Besides the Messkirch-born ontologist’s body of work acting as an indispensable substratum, from which principia ontologia intends to facilitate an acumen into the truth of Being and its meaning, the enterprise has been profoundly influenced by Husserlian phenomenology, Derridean deconstruction, and Wilber’s integral meta-theory, to say nothing of a host of other Western intellectuals the project does not discuss as explicitly, comprehensively, and intensely as Heidegger, Husserl, Derrida, and Wilber, yet whose shadow falls on the text's every page. Via the careful utilization of selected methodology, namely, "principal ontological triad", materialized in the form of phenomenology, structuralism, and genealogy, the project will not only provide a rigorous analysis of its forerunners’ contributions—tapping into their strengths while evading their weaknesses—but more importantly, principia ontologia, if successful, will save fundamental ontological inquiry as a whole in the post-post modern epoch, where in spite of tradition’s invaluable accomplishments, the question of Being has been left unanswered and, more often than not, forgotten, or worse still, abandoned as unanswerable at best or nonsensical at worst. By unconcealing that "If the power of the intellect in the field of inquiry into the nothing and into Being is thus shattered, then the destiny of the reign of “logic” in philosophy is thereby decided.
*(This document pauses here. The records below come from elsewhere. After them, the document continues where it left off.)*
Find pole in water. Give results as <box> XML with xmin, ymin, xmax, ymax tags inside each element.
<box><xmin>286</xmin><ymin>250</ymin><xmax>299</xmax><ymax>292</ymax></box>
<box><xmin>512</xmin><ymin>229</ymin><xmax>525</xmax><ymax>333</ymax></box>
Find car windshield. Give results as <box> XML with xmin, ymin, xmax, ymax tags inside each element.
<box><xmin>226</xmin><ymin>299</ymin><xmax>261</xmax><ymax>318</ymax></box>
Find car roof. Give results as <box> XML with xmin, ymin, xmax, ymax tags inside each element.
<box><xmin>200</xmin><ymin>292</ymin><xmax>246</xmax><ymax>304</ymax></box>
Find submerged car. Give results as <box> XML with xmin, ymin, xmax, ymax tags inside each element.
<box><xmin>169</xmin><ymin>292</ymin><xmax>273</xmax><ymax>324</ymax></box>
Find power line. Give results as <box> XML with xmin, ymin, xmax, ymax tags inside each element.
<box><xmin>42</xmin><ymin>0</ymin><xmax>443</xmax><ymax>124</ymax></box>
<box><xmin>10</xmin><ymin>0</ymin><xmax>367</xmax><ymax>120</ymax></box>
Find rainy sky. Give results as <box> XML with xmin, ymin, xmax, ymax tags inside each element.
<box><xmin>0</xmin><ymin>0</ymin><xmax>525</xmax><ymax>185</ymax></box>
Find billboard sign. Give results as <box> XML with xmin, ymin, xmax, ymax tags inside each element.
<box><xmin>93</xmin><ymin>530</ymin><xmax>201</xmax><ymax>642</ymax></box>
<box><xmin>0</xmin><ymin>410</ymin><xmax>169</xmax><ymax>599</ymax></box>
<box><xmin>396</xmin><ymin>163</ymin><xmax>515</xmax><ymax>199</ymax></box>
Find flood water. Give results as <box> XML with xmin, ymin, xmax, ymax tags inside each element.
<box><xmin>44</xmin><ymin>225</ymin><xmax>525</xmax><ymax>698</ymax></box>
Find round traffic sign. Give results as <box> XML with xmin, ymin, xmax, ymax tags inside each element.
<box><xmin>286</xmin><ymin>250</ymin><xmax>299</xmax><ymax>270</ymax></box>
The idea of “logic” itself disintegrates in the turbulence of a more original questioning". (Heidegger, M. 1929), the Messkirch-born ontologist—in "What Is Metaphysics?"—was able to achieve the ostensibly impossible mission of catalyzing an insight into Nothing. Likewise, if the reign of numerous valid but incomplete perspectives is permitted to disintegrate in the turbulence of a more original philosophizing, while as Schopenhauer accentuated, the tendency of taking the limits of one’s vision as the limits of the world is overcome, akin to Heidegger attaining what previously was deemed unattainable, principia ontologia can also access what each and every genealogically, phenomenologically, and structurally incompetent standpoint, theory, and methodology—across pre-modern, modern, and post-modern epochs—felt obliged to give upon as inaccessible.